INFORMATION:
The Developing Human Connectome Project is led by King's College London in collaboration with Oxford University and Imperial College London and funded by the European Research Council, with support from the Wellcome Trust and the MRC Centre for Neurodevelopmental Disorders.
It is providing high resolution magnetic resonance brain images from around 1000 unborn and newborn babies to scientists worldwide to support a large number of world-leading research projects into brain development and cerebral or mental health disorders. Further information is available on http://www.developingconnectome.org.
Advances in medical imaging enable visualization of white matter tracts in fetuses
2021-05-12
(Press-News.org) Researchers from the £12 million Developing Human Connectome Project have used the dramatic advances in medical imaging the project has provided to visualise and study white matter pathways, the wiring that connects developing brain networks, in the human brain as it develops in the womb.
Published today in Proceedings of the National Academy of Sciences of The United States of America, the study used magnetic resonance images (MRI) with unprecedented resolution from more than 120 healthy fetuses across the second and third trimesters of pregnancy to define how the structural connections in their brains first develop.
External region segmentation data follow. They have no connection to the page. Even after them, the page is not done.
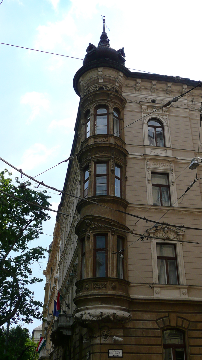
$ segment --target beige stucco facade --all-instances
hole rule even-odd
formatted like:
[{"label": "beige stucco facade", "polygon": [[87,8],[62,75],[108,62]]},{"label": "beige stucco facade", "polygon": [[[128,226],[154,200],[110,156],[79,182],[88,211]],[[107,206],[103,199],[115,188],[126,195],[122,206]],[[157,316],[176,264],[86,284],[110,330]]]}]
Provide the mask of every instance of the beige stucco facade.
[{"label": "beige stucco facade", "polygon": [[[178,329],[184,337],[184,358],[201,360],[202,233],[182,226],[202,228],[202,179],[180,197],[197,176],[189,165],[198,156],[201,89],[162,108],[197,83],[179,77],[124,73],[105,61],[90,68],[84,66],[75,81],[81,100],[72,154],[78,154],[70,162],[64,189],[83,198],[87,169],[88,197],[79,200],[64,194],[59,209],[68,215],[58,214],[44,271],[47,356],[102,360],[108,358],[108,349],[121,349],[125,359],[162,360],[162,332]],[[96,135],[95,114],[101,106],[107,109],[108,133]],[[119,114],[119,137],[114,135],[114,109]],[[91,125],[85,139],[87,114]],[[149,144],[148,122],[153,119],[163,127],[164,146]],[[106,195],[95,193],[98,163],[108,164]],[[121,170],[120,197],[115,196],[115,166]],[[202,165],[197,169],[197,178],[202,178]],[[167,176],[170,206],[153,204],[155,174]],[[169,225],[156,225],[149,220]],[[102,234],[107,239],[107,260],[106,276],[101,278],[95,276],[93,252],[94,239]],[[118,278],[118,237],[124,249],[123,279]],[[157,244],[166,244],[175,247],[176,284],[159,283]],[[56,289],[64,310],[58,318],[53,315]],[[123,339],[113,341],[114,336]]]}]

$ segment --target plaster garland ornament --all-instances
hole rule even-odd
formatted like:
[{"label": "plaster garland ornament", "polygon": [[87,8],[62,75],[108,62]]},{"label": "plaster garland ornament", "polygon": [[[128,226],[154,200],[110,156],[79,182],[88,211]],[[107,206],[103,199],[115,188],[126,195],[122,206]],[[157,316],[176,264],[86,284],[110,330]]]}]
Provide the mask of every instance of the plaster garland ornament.
[{"label": "plaster garland ornament", "polygon": [[87,325],[107,318],[116,323],[124,324],[131,320],[132,316],[130,312],[120,309],[96,307],[79,311],[75,314],[74,318],[77,323]]}]

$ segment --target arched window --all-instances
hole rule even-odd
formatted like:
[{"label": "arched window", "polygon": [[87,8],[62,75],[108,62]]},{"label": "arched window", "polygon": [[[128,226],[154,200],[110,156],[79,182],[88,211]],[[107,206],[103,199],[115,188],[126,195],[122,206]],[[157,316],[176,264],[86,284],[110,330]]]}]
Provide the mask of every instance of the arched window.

This is the largest and most detailed publicly available fetal MRI data set which will be released through the developing Human Connectome Project with other state-of-the-art fetal MR data including anatomical and functional images.
The diffusion data acquired were significantly richer than any previous data in this population, giving researchers much more sensitivity and specificity with respect to the location, shape and structure of the white matter tracts.
Sian Wilson, MRC-Sackler PhD student in the School of Biomedical Engineering & Imaging Sciences at King's College London said the work is significant as it is increasingly recognised that many injuries that take place during the fetal period often affect white matter development.
From a clinical point of view, the results help to understand what the normal trajectories of white matter look like so they can be used as a reference for when problems arise.
Crucially, before these advanced MR methods were possible, this kind of insight could only be achieved through studying small numbers of post-mortem samples and very little was known about how maturation occurs in the healthy fetal brain.
The results demonstrate that different white matter tracts in the brain mature at different rates and have distinct development trajectories. This implies important differences in the timing of vulnerability for different white matter tracts. Understanding this vulnerability has implications for the best time to try and treat diseases affecting the developing white matter such as those affecting preterm infants.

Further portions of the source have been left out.